© PNUD – Membres du club de lutte local de Mbour, un petit village de pêcheurs situé à quelques heures au sud de Dakar

New York, USA, le 14 août 2023 -/African Media Agency(AMA)/–Les jeunes autochtones travaillent comme agents de changement en première ligne des crises les plus pressantes auxquelles l’humanité est confrontée aujourd’hui. Au Sénégal, ces jeunes sont également les principaux mobilisateurs communautaires pour de nombreuses activités dans les territoires et aires conservés par les peuples autochtones et les communautés (ICCA) de Kollou Ndigue. 
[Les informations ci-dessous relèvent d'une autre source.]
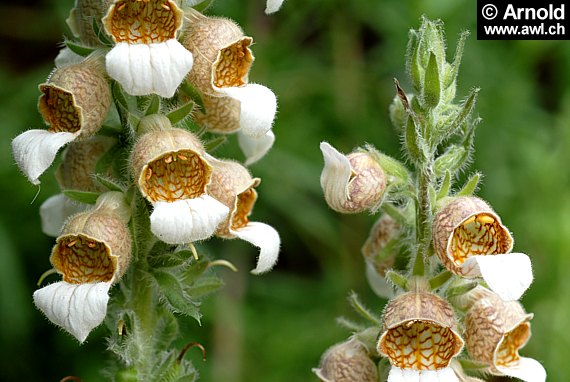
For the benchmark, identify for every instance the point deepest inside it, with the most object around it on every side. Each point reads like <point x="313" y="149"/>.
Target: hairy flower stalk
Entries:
<point x="92" y="253"/>
<point x="432" y="244"/>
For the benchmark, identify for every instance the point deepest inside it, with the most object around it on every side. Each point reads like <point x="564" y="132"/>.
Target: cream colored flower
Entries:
<point x="351" y="183"/>
<point x="495" y="331"/>
<point x="420" y="338"/>
<point x="74" y="102"/>
<point x="347" y="362"/>
<point x="222" y="63"/>
<point x="471" y="241"/>
<point x="171" y="171"/>
<point x="234" y="187"/>
<point x="91" y="254"/>
<point x="74" y="173"/>
<point x="146" y="57"/>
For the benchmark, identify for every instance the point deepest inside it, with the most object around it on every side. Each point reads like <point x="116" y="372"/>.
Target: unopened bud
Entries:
<point x="351" y="183"/>
<point x="347" y="362"/>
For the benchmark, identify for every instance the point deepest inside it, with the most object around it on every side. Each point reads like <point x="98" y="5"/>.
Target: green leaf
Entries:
<point x="432" y="84"/>
<point x="153" y="106"/>
<point x="177" y="299"/>
<point x="81" y="50"/>
<point x="471" y="185"/>
<point x="445" y="186"/>
<point x="181" y="113"/>
<point x="82" y="196"/>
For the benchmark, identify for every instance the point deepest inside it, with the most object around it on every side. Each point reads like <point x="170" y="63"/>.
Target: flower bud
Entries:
<point x="91" y="254"/>
<point x="471" y="241"/>
<point x="81" y="18"/>
<point x="495" y="330"/>
<point x="221" y="52"/>
<point x="420" y="336"/>
<point x="145" y="36"/>
<point x="234" y="187"/>
<point x="171" y="172"/>
<point x="79" y="161"/>
<point x="351" y="183"/>
<point x="347" y="362"/>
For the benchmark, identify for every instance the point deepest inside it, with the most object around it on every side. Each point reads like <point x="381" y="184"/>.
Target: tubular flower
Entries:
<point x="74" y="173"/>
<point x="347" y="362"/>
<point x="495" y="330"/>
<point x="420" y="338"/>
<point x="172" y="173"/>
<point x="471" y="241"/>
<point x="379" y="253"/>
<point x="80" y="20"/>
<point x="234" y="187"/>
<point x="74" y="102"/>
<point x="351" y="183"/>
<point x="91" y="254"/>
<point x="221" y="67"/>
<point x="146" y="58"/>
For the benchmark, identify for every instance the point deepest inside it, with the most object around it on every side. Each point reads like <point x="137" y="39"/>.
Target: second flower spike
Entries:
<point x="351" y="183"/>
<point x="471" y="241"/>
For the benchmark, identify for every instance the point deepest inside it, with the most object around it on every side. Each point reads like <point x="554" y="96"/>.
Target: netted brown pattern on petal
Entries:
<point x="175" y="176"/>
<point x="232" y="64"/>
<point x="495" y="330"/>
<point x="466" y="227"/>
<point x="143" y="21"/>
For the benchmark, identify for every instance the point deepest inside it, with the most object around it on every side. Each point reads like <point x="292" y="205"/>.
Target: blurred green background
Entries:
<point x="331" y="63"/>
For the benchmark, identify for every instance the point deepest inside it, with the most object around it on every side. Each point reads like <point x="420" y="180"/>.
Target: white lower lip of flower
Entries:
<point x="273" y="6"/>
<point x="266" y="239"/>
<point x="508" y="275"/>
<point x="378" y="284"/>
<point x="143" y="69"/>
<point x="335" y="176"/>
<point x="409" y="375"/>
<point x="527" y="369"/>
<point x="55" y="211"/>
<point x="77" y="308"/>
<point x="35" y="150"/>
<point x="258" y="106"/>
<point x="188" y="220"/>
<point x="255" y="148"/>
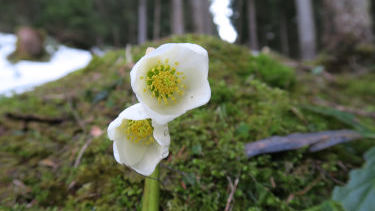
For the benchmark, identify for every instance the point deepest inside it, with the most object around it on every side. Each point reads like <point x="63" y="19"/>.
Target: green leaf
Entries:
<point x="359" y="193"/>
<point x="327" y="206"/>
<point x="344" y="117"/>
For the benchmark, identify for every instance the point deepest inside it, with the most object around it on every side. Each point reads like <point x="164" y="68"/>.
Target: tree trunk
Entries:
<point x="157" y="12"/>
<point x="198" y="16"/>
<point x="177" y="17"/>
<point x="346" y="23"/>
<point x="306" y="29"/>
<point x="252" y="25"/>
<point x="207" y="17"/>
<point x="142" y="21"/>
<point x="284" y="32"/>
Nous partageons cette histoire élaborée par le Programme des Nations Unies pour le développement (PNUD) et ses partenaires, qui montre comment des jeunes qui font revivre la lutte traditionnelle sénégalaise, sauvegardent la médecine autochtone et protègent leurs forêts.

© SGP/PNUD – Plantation d’arbres locaux menacés dans le cadre des efforts de reboisement de la forêt de Kollou Ndigue.

Charles Gorgui Diagne vit dans le village de Djilor Djidiack, au Sénégal, où se trouve la forêt de Kollou Ndigue.

Il organise la jeunesse de son village en menant des campagnes de plantation d’arbres, en défendant la médecine traditionnelle et en surveillant activement leur forêt. En tant que leader, il apprécie la valeur des liens intergénérationnels.

L’art de la lutte traditionnelle sénégalaise

« Dans la culture africaine en général et dans la culture sérère en particulier, les pratiques ancestrales sont transmises et perpétuées de génération en génération », partage Charles.

L’une de ces pratiques est la lutte traditionnelle sénégalaise. 

Les anciens du village transmettent oralement les instructions sur l’art de la lutte. De père en fils, et maintenant que les jeunes femmes ont commencé à rejoindre leurs homologues masculins, de père en fille, la lutte traditionnelle est enseignée aux jeunes dans des écoles spéciales au cours de leur initiation à l’âge adulte. 

Les écoles de formation rassemblent également des personnes de différentes communautés, et la lutte traditionnelle permet ainsi des rencontres amicales entre villages voisins.

Dans le village de Charles, la lutte sert également de point d’entrée pour la protection de la biodiversité.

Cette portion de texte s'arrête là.